Approximately 44% of bank CEOs expect low loan demand to be the greatest issue facing their banks for 2021. This is up from 7% that recorded this as a top concern last year at this time,” Goss says. “One year ago, 32% of bankers indicated that rising loan defaults and bankruptcies were their greatest concern for 2020. This is significantly above the 4% of bankers that registered this as their greatest 2021 issue.”
However, 24% indicated that rising competition from untaxed credit unions and Farm Credit posed the greatest 2021 bank threat.

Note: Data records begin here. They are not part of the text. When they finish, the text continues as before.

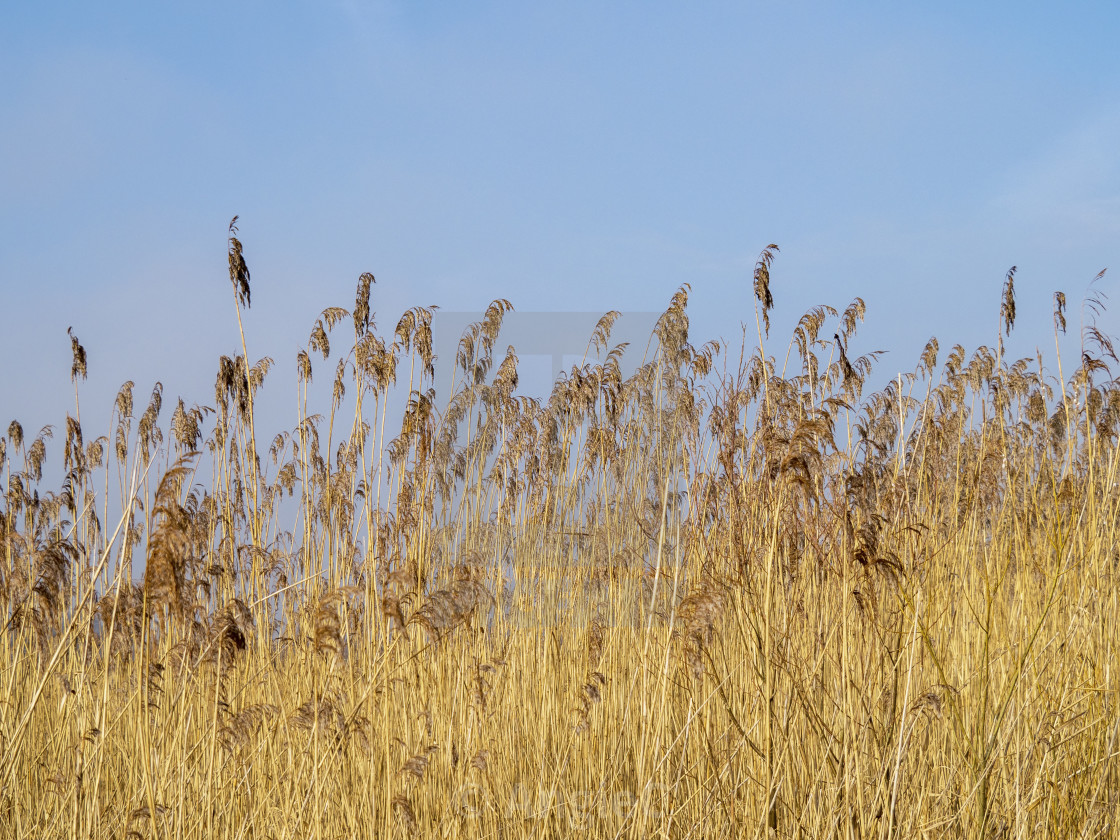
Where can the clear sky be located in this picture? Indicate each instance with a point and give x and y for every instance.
(577, 156)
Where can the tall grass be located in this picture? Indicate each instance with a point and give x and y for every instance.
(730, 595)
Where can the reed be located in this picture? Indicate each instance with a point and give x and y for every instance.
(729, 595)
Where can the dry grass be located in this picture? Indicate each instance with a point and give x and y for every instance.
(720, 597)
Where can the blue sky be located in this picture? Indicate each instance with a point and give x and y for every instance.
(582, 156)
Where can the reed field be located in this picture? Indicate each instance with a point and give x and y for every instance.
(731, 594)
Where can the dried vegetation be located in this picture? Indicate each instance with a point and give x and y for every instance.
(728, 595)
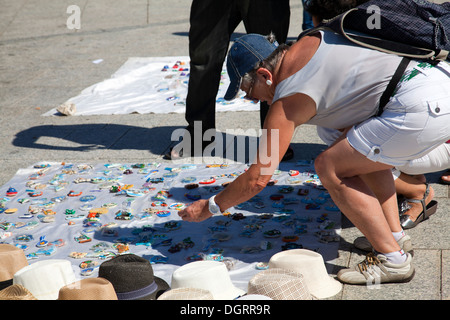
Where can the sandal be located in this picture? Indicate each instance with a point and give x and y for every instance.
(288, 155)
(427, 211)
(442, 181)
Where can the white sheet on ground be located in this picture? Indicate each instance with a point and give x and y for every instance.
(131, 231)
(141, 86)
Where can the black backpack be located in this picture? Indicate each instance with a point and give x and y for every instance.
(413, 29)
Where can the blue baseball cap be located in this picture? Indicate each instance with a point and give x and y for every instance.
(243, 56)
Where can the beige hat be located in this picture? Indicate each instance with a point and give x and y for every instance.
(312, 266)
(208, 275)
(12, 259)
(45, 278)
(279, 284)
(88, 289)
(186, 294)
(16, 292)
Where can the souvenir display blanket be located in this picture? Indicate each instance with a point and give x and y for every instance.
(148, 85)
(88, 213)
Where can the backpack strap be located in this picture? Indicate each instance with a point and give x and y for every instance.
(392, 84)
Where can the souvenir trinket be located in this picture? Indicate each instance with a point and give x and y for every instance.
(158, 259)
(262, 266)
(274, 233)
(11, 192)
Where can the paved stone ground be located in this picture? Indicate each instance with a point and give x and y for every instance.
(43, 63)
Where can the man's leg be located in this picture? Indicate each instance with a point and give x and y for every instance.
(208, 46)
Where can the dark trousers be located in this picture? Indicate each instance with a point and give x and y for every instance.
(212, 23)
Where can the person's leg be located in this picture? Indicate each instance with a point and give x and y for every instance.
(340, 169)
(413, 188)
(208, 46)
(348, 176)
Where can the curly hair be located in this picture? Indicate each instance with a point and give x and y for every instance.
(327, 9)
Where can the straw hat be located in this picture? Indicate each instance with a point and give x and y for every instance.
(16, 292)
(279, 284)
(186, 294)
(208, 275)
(312, 266)
(132, 278)
(12, 259)
(45, 278)
(88, 289)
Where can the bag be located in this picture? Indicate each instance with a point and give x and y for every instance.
(417, 29)
(413, 29)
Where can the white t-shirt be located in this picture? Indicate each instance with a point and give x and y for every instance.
(345, 81)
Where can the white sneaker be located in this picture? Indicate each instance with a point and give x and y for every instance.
(404, 242)
(376, 270)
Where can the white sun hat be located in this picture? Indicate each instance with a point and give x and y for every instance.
(312, 266)
(208, 275)
(45, 278)
(279, 284)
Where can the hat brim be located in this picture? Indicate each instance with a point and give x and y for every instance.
(328, 289)
(162, 287)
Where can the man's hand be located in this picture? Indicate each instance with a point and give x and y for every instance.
(196, 212)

This is well up from the 5% recorded last year at this time.
“We compete day-in-and-day-out with them and they simply have a 21% advantage that they can leverage over tax paying banks,” reports Joseph Anglin, senior vice president and chief financial officer at Pioneer Bank & Trust in Rapid City, S.D.
The confidence index, which reflects bank CEO expectations for the economy six months out, declined slightly to a still healthy 60 from December’s 62.9.
“Federal farm support payments, improving gain prices, and advancing exports have supported confidence offsetting negatives from pandemic ravaged retail and leisure and hospitality companies in rural areas,” Goss says.
This RMI, which started in 2005, represents an early snapshot of the economy of rural agricultural and energy-dependent portions of the nation. It focuses on 200 rural communities with an average population of 1,300.